The results cannot be fully explained as party line responses. More than one in five self-identified Democrats, 21 percent, assert that the Obama administration has not improved upon Bush’s record. So do 23 percent of liberals.
However, when it comes to one of the most hotly debated issues of the day, the leaked memo detailing the legal justification for drone strikes on overseas al Qaeda members, Americans are inclined to support the government in its lethal attacks on citizens and non-citizens it deems to be terrorists.
According to the poll, 53 percent of likely voters said it should be legal for the U.S. government to kill non-U.S. citizens who meet that description. Meanwhile, 44 percent said it should be legal for the U.S. government to kill American citizens who it believes are terrorists and present an imminent threat.

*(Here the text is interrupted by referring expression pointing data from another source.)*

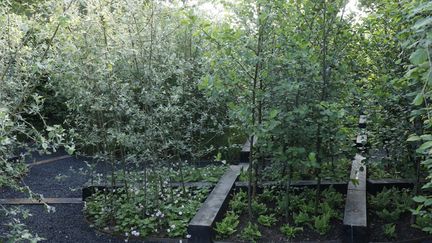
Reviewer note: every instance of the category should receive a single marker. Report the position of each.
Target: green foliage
(390, 204)
(290, 231)
(239, 202)
(227, 226)
(301, 218)
(267, 220)
(389, 231)
(322, 223)
(258, 208)
(251, 233)
(133, 217)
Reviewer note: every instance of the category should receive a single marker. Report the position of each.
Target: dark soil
(274, 235)
(404, 230)
(67, 223)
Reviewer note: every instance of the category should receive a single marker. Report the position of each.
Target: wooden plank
(358, 174)
(362, 121)
(201, 226)
(28, 201)
(361, 139)
(355, 209)
(49, 160)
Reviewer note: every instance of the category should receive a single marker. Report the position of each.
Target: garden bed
(269, 224)
(390, 217)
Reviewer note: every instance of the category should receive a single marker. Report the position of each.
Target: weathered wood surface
(27, 201)
(49, 160)
(201, 226)
(362, 121)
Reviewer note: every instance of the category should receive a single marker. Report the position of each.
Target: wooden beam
(29, 201)
(49, 160)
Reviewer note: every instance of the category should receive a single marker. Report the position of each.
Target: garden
(215, 121)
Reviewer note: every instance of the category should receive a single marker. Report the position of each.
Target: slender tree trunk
(323, 98)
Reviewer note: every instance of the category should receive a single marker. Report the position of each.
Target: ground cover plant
(391, 218)
(297, 218)
(142, 86)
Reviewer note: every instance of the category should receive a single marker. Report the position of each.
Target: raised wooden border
(30, 201)
(355, 215)
(200, 228)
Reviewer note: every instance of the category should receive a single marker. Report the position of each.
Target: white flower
(50, 209)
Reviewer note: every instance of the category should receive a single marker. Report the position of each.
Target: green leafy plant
(258, 208)
(251, 232)
(239, 202)
(267, 220)
(389, 231)
(290, 231)
(301, 218)
(228, 225)
(322, 223)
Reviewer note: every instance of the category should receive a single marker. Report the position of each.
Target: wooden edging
(49, 160)
(355, 215)
(200, 228)
(30, 201)
(88, 191)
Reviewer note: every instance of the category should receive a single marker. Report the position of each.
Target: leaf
(273, 114)
(413, 138)
(424, 146)
(312, 157)
(419, 56)
(418, 100)
(426, 137)
(419, 199)
(422, 23)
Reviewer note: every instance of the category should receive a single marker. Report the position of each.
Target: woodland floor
(67, 223)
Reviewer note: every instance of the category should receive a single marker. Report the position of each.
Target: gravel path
(58, 179)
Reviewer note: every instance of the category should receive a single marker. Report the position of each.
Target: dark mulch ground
(274, 235)
(67, 224)
(404, 230)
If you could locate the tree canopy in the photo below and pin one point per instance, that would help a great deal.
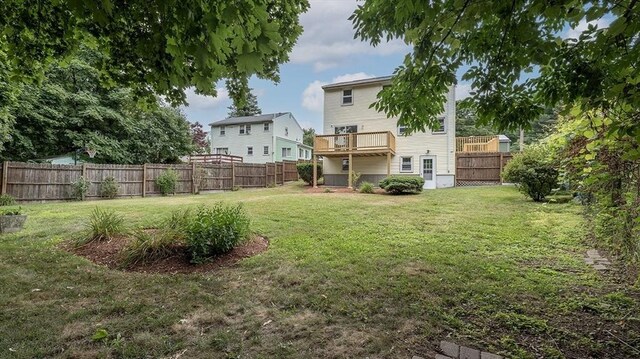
(161, 46)
(249, 106)
(517, 56)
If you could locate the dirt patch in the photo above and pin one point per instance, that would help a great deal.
(108, 253)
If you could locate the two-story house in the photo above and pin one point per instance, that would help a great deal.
(261, 138)
(359, 139)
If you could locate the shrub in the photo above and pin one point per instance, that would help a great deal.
(104, 224)
(109, 188)
(366, 187)
(402, 184)
(305, 171)
(148, 246)
(80, 188)
(216, 230)
(7, 200)
(532, 172)
(167, 181)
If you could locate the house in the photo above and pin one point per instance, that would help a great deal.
(360, 139)
(260, 138)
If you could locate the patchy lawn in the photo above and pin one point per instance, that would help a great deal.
(346, 275)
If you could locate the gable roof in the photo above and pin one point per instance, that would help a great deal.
(248, 119)
(354, 83)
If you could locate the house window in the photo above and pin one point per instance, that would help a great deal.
(441, 125)
(347, 97)
(245, 129)
(345, 164)
(406, 164)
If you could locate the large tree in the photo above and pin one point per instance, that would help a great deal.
(71, 109)
(248, 107)
(159, 46)
(517, 55)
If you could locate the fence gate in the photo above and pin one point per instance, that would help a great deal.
(480, 169)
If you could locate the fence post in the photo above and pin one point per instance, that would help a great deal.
(5, 173)
(233, 175)
(144, 180)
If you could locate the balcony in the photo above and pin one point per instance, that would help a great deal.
(356, 144)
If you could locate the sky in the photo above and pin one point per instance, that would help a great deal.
(325, 53)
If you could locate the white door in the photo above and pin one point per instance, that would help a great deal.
(428, 171)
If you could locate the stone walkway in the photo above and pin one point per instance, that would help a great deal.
(454, 351)
(597, 261)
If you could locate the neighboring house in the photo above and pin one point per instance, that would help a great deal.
(365, 141)
(261, 138)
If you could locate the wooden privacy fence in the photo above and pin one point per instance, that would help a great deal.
(477, 169)
(47, 182)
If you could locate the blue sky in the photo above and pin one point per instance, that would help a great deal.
(325, 53)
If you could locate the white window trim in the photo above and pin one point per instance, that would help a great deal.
(444, 125)
(342, 97)
(403, 170)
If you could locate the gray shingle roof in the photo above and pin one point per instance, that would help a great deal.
(247, 119)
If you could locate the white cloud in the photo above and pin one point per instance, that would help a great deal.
(202, 102)
(327, 40)
(313, 95)
(583, 25)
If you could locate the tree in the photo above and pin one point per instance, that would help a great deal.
(162, 46)
(71, 109)
(518, 61)
(308, 135)
(249, 108)
(200, 138)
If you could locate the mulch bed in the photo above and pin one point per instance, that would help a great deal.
(107, 253)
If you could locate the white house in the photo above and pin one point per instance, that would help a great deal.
(361, 139)
(261, 138)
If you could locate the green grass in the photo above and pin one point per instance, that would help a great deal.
(346, 275)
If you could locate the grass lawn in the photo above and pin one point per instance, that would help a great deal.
(346, 275)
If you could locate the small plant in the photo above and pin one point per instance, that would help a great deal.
(104, 224)
(167, 181)
(305, 171)
(366, 187)
(216, 230)
(7, 200)
(402, 184)
(147, 246)
(109, 188)
(80, 188)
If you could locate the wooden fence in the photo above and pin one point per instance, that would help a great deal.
(28, 182)
(477, 169)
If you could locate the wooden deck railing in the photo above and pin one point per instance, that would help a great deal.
(381, 142)
(478, 144)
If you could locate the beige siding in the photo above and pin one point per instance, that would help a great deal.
(442, 145)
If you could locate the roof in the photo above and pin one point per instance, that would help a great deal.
(362, 82)
(248, 119)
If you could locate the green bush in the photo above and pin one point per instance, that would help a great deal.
(402, 184)
(147, 246)
(7, 200)
(533, 172)
(216, 230)
(167, 181)
(104, 224)
(80, 188)
(305, 171)
(366, 187)
(109, 188)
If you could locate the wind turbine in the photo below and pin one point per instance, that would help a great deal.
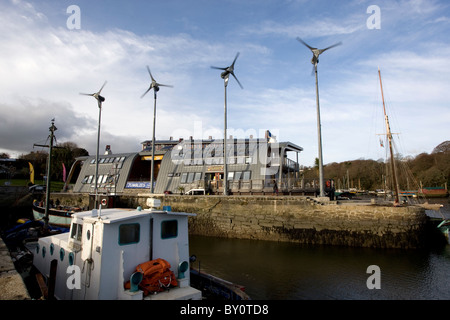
(155, 86)
(100, 100)
(225, 76)
(315, 60)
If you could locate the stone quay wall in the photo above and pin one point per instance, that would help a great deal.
(294, 219)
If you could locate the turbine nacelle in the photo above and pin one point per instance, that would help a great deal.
(229, 70)
(97, 95)
(317, 52)
(154, 85)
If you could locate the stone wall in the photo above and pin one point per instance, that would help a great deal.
(297, 219)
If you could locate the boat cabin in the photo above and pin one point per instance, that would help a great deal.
(103, 249)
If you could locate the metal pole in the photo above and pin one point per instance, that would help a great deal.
(96, 155)
(225, 171)
(321, 182)
(49, 171)
(153, 146)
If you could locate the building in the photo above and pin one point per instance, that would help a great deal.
(195, 166)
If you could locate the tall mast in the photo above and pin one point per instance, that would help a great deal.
(389, 135)
(49, 172)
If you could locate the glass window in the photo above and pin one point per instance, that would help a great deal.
(129, 233)
(198, 176)
(77, 230)
(169, 229)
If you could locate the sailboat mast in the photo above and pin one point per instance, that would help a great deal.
(389, 135)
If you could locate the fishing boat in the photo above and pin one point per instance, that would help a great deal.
(444, 227)
(118, 254)
(59, 216)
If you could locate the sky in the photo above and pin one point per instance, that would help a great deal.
(52, 50)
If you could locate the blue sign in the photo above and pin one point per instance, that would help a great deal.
(137, 185)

Definitely, this demonstrates a peculiar concept of civil rights both by the administration and by the American public. The administration believes that any slight suspicion that this or that person is affiliated with terrorism serves as a justification for his or her extrajudicial elimination. And afterwards it would be easy to label any person killed in, say, a drone attack a terrorist, thus casting away all accusations of inflicting deaths among civilians.

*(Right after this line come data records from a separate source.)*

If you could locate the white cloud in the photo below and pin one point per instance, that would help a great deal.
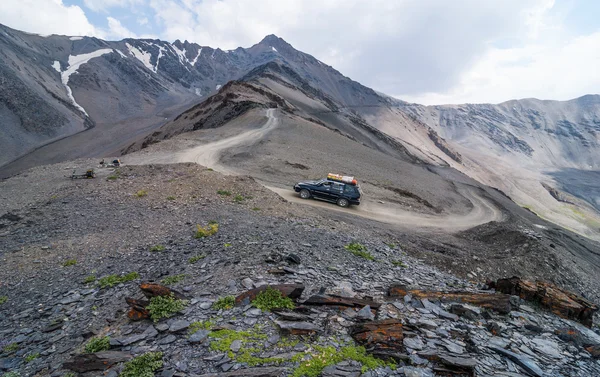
(46, 17)
(117, 31)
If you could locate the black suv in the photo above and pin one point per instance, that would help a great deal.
(333, 191)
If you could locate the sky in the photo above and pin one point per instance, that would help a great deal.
(424, 51)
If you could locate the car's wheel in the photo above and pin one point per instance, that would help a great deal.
(343, 202)
(304, 194)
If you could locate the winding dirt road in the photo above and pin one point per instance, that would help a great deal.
(210, 154)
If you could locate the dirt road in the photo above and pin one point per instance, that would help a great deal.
(482, 212)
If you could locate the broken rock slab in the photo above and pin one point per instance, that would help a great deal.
(559, 301)
(96, 361)
(494, 301)
(292, 291)
(384, 334)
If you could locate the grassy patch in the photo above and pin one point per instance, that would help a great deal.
(224, 303)
(165, 307)
(270, 299)
(97, 345)
(32, 356)
(399, 263)
(321, 357)
(112, 280)
(10, 348)
(196, 258)
(70, 262)
(200, 325)
(143, 366)
(174, 279)
(359, 250)
(206, 231)
(156, 248)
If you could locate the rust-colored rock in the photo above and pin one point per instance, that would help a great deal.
(152, 290)
(559, 301)
(384, 334)
(594, 351)
(494, 301)
(322, 299)
(96, 361)
(292, 291)
(137, 309)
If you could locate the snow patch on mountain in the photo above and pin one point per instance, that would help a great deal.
(193, 62)
(76, 61)
(142, 56)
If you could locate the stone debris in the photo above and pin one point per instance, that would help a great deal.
(559, 301)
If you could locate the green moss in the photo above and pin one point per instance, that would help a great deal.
(70, 262)
(32, 356)
(143, 366)
(10, 348)
(165, 307)
(112, 280)
(206, 231)
(224, 303)
(97, 345)
(399, 263)
(174, 279)
(321, 357)
(200, 325)
(270, 299)
(156, 248)
(196, 258)
(359, 250)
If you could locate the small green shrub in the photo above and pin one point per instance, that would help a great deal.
(164, 307)
(70, 262)
(399, 263)
(112, 280)
(196, 258)
(143, 366)
(10, 348)
(97, 344)
(156, 248)
(200, 325)
(224, 303)
(32, 356)
(206, 231)
(174, 279)
(359, 250)
(270, 299)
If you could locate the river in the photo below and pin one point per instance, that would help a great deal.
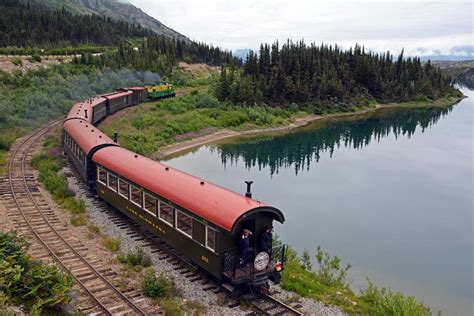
(390, 192)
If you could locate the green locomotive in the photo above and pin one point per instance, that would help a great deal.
(161, 90)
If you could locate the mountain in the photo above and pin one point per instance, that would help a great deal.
(241, 53)
(114, 9)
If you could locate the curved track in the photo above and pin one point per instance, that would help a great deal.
(264, 305)
(31, 213)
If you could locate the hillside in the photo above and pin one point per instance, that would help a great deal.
(461, 71)
(116, 10)
(25, 25)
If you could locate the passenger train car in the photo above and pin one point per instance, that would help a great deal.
(199, 219)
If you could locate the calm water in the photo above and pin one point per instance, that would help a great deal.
(390, 192)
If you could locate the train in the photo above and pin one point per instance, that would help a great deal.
(201, 220)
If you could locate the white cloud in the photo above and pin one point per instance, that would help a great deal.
(379, 25)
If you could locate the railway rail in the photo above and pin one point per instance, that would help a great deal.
(266, 304)
(51, 239)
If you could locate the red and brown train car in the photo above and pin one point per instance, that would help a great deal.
(202, 220)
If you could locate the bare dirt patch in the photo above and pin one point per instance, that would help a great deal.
(7, 65)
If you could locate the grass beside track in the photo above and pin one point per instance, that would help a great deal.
(327, 284)
(49, 163)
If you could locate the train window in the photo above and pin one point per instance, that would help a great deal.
(136, 195)
(211, 238)
(101, 175)
(123, 188)
(167, 213)
(112, 182)
(184, 223)
(150, 204)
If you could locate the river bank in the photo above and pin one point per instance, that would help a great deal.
(205, 137)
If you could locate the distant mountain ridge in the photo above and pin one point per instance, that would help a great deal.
(114, 9)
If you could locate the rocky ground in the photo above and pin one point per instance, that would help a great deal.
(215, 303)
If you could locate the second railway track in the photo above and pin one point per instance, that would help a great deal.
(264, 305)
(51, 239)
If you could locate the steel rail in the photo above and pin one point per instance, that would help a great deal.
(34, 137)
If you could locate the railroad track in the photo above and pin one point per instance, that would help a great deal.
(52, 241)
(264, 305)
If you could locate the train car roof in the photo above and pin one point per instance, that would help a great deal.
(118, 94)
(214, 203)
(86, 135)
(78, 111)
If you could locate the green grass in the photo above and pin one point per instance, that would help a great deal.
(145, 128)
(49, 163)
(135, 260)
(27, 282)
(93, 231)
(78, 220)
(327, 284)
(111, 244)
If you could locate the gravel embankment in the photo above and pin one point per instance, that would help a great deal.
(215, 303)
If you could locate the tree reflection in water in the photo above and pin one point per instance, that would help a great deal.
(301, 147)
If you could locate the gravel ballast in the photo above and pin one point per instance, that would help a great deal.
(191, 291)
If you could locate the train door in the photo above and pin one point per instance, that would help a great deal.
(249, 224)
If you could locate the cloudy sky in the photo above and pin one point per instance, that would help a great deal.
(422, 28)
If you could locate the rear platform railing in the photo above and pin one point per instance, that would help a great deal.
(239, 266)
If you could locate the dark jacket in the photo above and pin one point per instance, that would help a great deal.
(266, 241)
(243, 244)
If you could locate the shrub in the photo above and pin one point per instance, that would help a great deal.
(76, 206)
(112, 244)
(78, 220)
(158, 286)
(173, 307)
(136, 258)
(382, 301)
(207, 101)
(17, 61)
(36, 58)
(94, 229)
(27, 282)
(330, 272)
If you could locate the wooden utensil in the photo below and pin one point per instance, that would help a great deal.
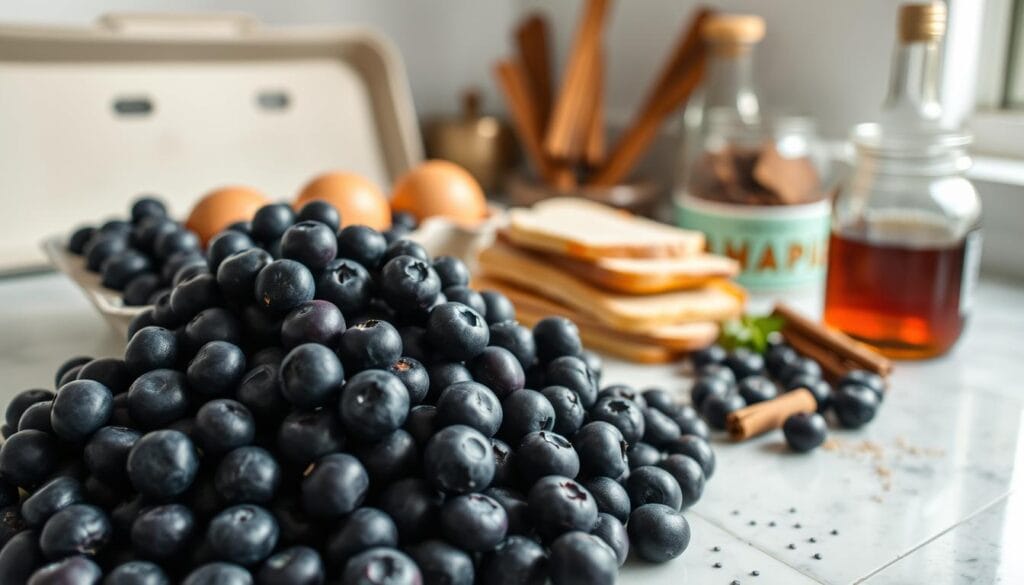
(674, 86)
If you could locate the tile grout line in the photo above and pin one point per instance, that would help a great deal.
(756, 547)
(899, 557)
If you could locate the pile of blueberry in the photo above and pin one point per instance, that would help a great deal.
(142, 257)
(341, 410)
(728, 381)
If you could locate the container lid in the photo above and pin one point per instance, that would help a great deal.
(179, 105)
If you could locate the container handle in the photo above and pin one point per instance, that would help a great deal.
(178, 25)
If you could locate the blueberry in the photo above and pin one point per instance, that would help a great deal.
(28, 457)
(609, 496)
(457, 331)
(371, 344)
(568, 412)
(310, 375)
(602, 450)
(137, 573)
(311, 243)
(222, 425)
(78, 529)
(314, 321)
(110, 372)
(696, 448)
(515, 338)
(392, 457)
(379, 566)
(139, 289)
(421, 422)
(473, 521)
(470, 404)
(525, 412)
(688, 474)
(218, 574)
(709, 386)
(213, 325)
(270, 221)
(22, 402)
(458, 459)
(158, 399)
(373, 405)
(336, 486)
(414, 376)
(75, 570)
(649, 485)
(711, 354)
(757, 388)
(294, 566)
(556, 337)
(442, 563)
(237, 275)
(163, 532)
(225, 245)
(610, 530)
(162, 464)
(284, 285)
(717, 408)
(346, 284)
(248, 475)
(559, 504)
(657, 533)
(80, 409)
(805, 431)
(579, 558)
(864, 378)
(855, 405)
(244, 534)
(79, 238)
(409, 284)
(518, 560)
(306, 435)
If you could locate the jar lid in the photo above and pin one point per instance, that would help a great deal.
(741, 29)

As for the American public, it certainly is of a conviction that all people are equal, but some of them are more equal than the others. So, killing a non-American is OK with a much larger portion of respondents.

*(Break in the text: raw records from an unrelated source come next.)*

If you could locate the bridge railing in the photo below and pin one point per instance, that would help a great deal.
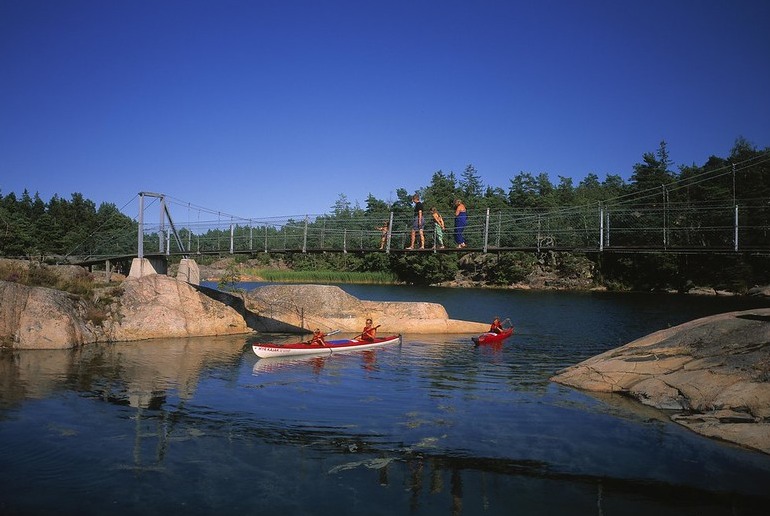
(653, 227)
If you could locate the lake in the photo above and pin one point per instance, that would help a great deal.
(432, 426)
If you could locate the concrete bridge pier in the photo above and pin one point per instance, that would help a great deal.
(141, 267)
(189, 271)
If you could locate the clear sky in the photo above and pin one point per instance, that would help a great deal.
(265, 108)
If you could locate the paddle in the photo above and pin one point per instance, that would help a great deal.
(333, 332)
(362, 334)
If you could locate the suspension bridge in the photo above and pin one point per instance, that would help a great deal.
(182, 229)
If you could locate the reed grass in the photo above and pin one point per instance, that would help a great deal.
(323, 276)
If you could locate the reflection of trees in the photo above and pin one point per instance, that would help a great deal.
(135, 374)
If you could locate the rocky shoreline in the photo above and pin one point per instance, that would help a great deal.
(711, 375)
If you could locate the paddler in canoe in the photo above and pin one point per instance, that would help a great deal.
(318, 338)
(369, 333)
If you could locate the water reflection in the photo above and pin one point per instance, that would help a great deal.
(433, 426)
(134, 373)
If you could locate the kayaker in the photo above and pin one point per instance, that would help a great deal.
(497, 326)
(369, 332)
(318, 338)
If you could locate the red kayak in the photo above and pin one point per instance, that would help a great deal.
(491, 337)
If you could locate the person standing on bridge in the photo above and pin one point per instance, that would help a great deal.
(438, 223)
(418, 223)
(461, 219)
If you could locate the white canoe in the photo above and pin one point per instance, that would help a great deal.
(332, 346)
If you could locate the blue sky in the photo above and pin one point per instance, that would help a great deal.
(266, 108)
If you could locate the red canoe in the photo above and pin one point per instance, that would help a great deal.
(490, 337)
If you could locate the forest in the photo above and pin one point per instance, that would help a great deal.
(59, 228)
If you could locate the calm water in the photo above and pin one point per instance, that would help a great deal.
(433, 426)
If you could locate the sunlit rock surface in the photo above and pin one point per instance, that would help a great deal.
(291, 307)
(712, 375)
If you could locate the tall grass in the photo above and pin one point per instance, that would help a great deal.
(322, 276)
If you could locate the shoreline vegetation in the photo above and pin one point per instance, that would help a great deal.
(519, 271)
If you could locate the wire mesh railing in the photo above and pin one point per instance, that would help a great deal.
(655, 227)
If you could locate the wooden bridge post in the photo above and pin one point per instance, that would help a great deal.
(601, 228)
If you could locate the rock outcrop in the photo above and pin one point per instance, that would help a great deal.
(41, 318)
(150, 307)
(160, 306)
(711, 375)
(294, 307)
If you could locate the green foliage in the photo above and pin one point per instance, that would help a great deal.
(510, 268)
(230, 278)
(425, 269)
(325, 276)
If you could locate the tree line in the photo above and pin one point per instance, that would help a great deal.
(33, 228)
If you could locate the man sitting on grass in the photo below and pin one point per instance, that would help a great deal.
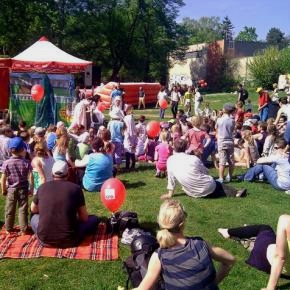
(275, 168)
(60, 218)
(190, 172)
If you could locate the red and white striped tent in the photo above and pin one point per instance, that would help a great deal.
(45, 57)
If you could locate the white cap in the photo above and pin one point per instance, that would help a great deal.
(116, 113)
(60, 168)
(84, 137)
(39, 131)
(60, 124)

And since drone attacks do not yet target individuals within the U.S. territory, the overwhelming majority – 65 percent – have voiced a go-ahead for such strikes in foreign countries.
As is pointed out by London's Daily Telegraph, the leaked memo has provoked a sudden realignment of concern about executive branch overreach in what was once called "the war on terror". In this upside down world Republicans are suddenly citing civil liberty concerns, while Democrats rationalize that such extraordinary powers are needed to keep America safe.
More so, one of the most ardent critics of Bush administration, film director and author of "Fahrenheit 9/11" Michael Moore recently urged U.S. citizens to take a stand against President Barack Obama's administration and the implementation of the National Defense Authorization Act (NDAA), a law he claims is stealing American civil liberties.
The whole story of Obama's presidency resembles an old legend saying that the one who kills a dragon is doomed to become a dragon himself. In 2008, too much hope was invested in Obama's electoral slogan "Change We Can Believe In". In 2009, long before he was able to implement any of his pre-electoral promises Obama was awarded Nobel Peace Prize – simply for the fact that he had put an end to the Republican era.
But now, after four plus years, it has become obvious for too many that all the bla-bla-bla about the "Change" was good for nothing, and Obama is no different from his predecessor.
What looks symbolic in the recent poll is that one of the first media resources to report on Obama's civil liberties record was The Huffington Post – by far the most liberal of all liberal U.S. media and, ceteris paribus (all other things being equal), usually ardently supporting Obama against his critics.
Indeed, "something is rotten in the state of U.S." and The Telegraph is probably right defining it as an "upside down world".
Boris Volkhonsky, senior research fellow, Russian Institute for Strategic Studies.